A Canadian also held captive in Syria said Thursday freed Japanese journalist Jumpei Yasuda should not be criticized for doing his job.

Yasuda, 44, who returned to Japan late last month after 40 months of captivity, has been criticized for putting himself in harm's way by entering Syria alone. He was almost immediately taken hostage by a warring faction that then demanded a ransom for his release.

"I think it is very important for journalists and humanitarians to go to areas where a lot of people don't or can't get to," Sean Moore told Kyodo News in a telephone interview. "The truth has to be told somehow, and that is a journalist's job."

"He (Yasuda) wasn't carrying a handgun or an AK47. He was there with a pen, and his punishment for carrying a pen was absolutely brutal and unnecessary," Moore said.

"Anybody that criticizes him truly doesn't understand the situation," said Moore, 48, a resident of Ontario, Canada, who was freed in February after being held captive for about a month.

Moore also faced criticism when he returned home.

"Many said, 'Sean Moore deserved it and should have been left to rot in hell.' I was told I took the risk and now I should pay the price," he said. "It is difficult to read and hear these comments."

Moore was taken hostage while trying to help a Canadian woman bring her two sons home from her ex-husband in Lebanon by spiriting them through Syria and to Turkey.

"He (Yasuda) has been through literal hell. It is easy to put blinders on and walk away," Moore said.

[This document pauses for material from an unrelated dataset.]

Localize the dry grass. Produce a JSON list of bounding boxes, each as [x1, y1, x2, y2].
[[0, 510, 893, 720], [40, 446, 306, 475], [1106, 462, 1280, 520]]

Yasuda has said he and Moore were held at the same location, and Moore said Yasuda may have remembered his name because he said it every time guards threw food into his cell.

The captivity was "a living hell" with torture, including beatings by fists and paddles, Moore said. He was confined in a 3x5 foot cell which was sometimes flooded, and fed rotting food.

Moore said he did not see Yasuda at the facility since he was blindfolded and handcuffed any time his captors took him out of the cell.

He also said his captors told him on the day of his release that they were Hayat Tahrir al-Sham, formed through a merger of several groups including the Nusra Front.